Siestas por las tardes: Teddy, nuestro perrito de 17 años, me guía hasta el dormitorio a las tres de la tarde todos los días. La televisión sintonizada en The Real Housewives of Beverly Hills, Chopped, CNN, MSNBC; en el teléfono, leo The Washington Post, The New York Times, Twitter.
Después de casi 40 años en periodismo como reportera y editora, cumpliendo plazos y dedicándome a informar a los lectores sobre la comunidad latina, pensé que la jubilación me traería viajes, trabajo voluntario, tal vez clases de cocina, ejercicio del que realmente disfrutaría y la posibilidad de despertarme a las ocho de la mañana.
En vez, el primer año trajo cuatro operaciones de la vista, un diagnóstico devastador de cáncer para uno de mis hermanos, varias asignaciones para escribir sobre servicios para el final de la vida, incontables citas médicas y el privilegio de sostener la mano de mi suegra y una amiga muy querida en sus lechos de muerte.

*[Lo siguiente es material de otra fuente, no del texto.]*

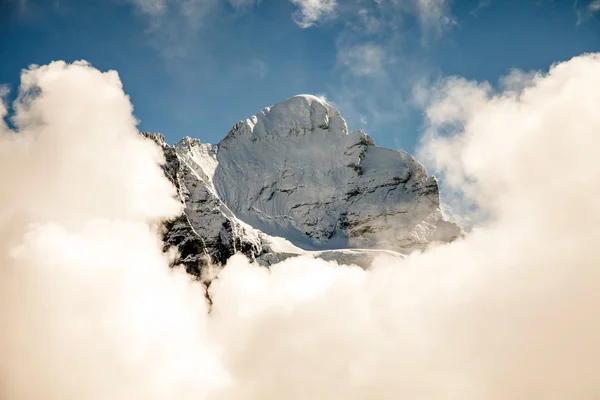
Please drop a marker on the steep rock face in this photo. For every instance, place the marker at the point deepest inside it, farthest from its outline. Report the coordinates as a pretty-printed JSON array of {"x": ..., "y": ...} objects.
[
  {"x": 291, "y": 180},
  {"x": 294, "y": 171},
  {"x": 207, "y": 231}
]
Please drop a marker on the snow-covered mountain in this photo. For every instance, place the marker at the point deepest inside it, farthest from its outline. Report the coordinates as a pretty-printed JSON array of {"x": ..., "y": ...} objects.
[{"x": 292, "y": 180}]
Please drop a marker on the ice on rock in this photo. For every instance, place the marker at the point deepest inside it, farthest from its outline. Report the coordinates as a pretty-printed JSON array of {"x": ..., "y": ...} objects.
[{"x": 292, "y": 178}]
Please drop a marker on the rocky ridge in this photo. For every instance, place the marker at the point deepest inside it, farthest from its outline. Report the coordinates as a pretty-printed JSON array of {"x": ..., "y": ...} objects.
[{"x": 292, "y": 180}]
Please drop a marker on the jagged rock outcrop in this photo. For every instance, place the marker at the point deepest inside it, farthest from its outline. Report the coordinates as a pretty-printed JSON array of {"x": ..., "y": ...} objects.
[{"x": 292, "y": 179}]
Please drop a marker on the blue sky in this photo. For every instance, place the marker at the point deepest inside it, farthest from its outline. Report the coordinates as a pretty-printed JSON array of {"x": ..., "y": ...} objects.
[{"x": 196, "y": 67}]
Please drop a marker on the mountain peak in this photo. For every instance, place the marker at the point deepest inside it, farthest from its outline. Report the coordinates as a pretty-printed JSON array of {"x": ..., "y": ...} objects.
[{"x": 292, "y": 174}]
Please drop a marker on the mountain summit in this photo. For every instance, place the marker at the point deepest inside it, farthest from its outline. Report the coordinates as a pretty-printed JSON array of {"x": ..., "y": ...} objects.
[{"x": 291, "y": 179}]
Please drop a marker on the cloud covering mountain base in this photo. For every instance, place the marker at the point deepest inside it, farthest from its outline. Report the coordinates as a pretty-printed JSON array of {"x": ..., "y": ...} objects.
[{"x": 90, "y": 308}]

Las dos fallecieron en un período de tres meses.
No hubo nada que representara “jubilación” ese año.
No estaba segura de poder soportar un confinamiento, si extrañaría la actividad diaria y constante. ¿Me haría sentir triste? ¿Feliz? ¿Aburrida? ¿Valoraría el tiempo que tenía para organizar los armarios, triturar años de “cosas de la vida y el trabajo” que tenía acumuladas en cajas y archivos? ¿Sembraría un jardín o cambiaría los muebles de lugar?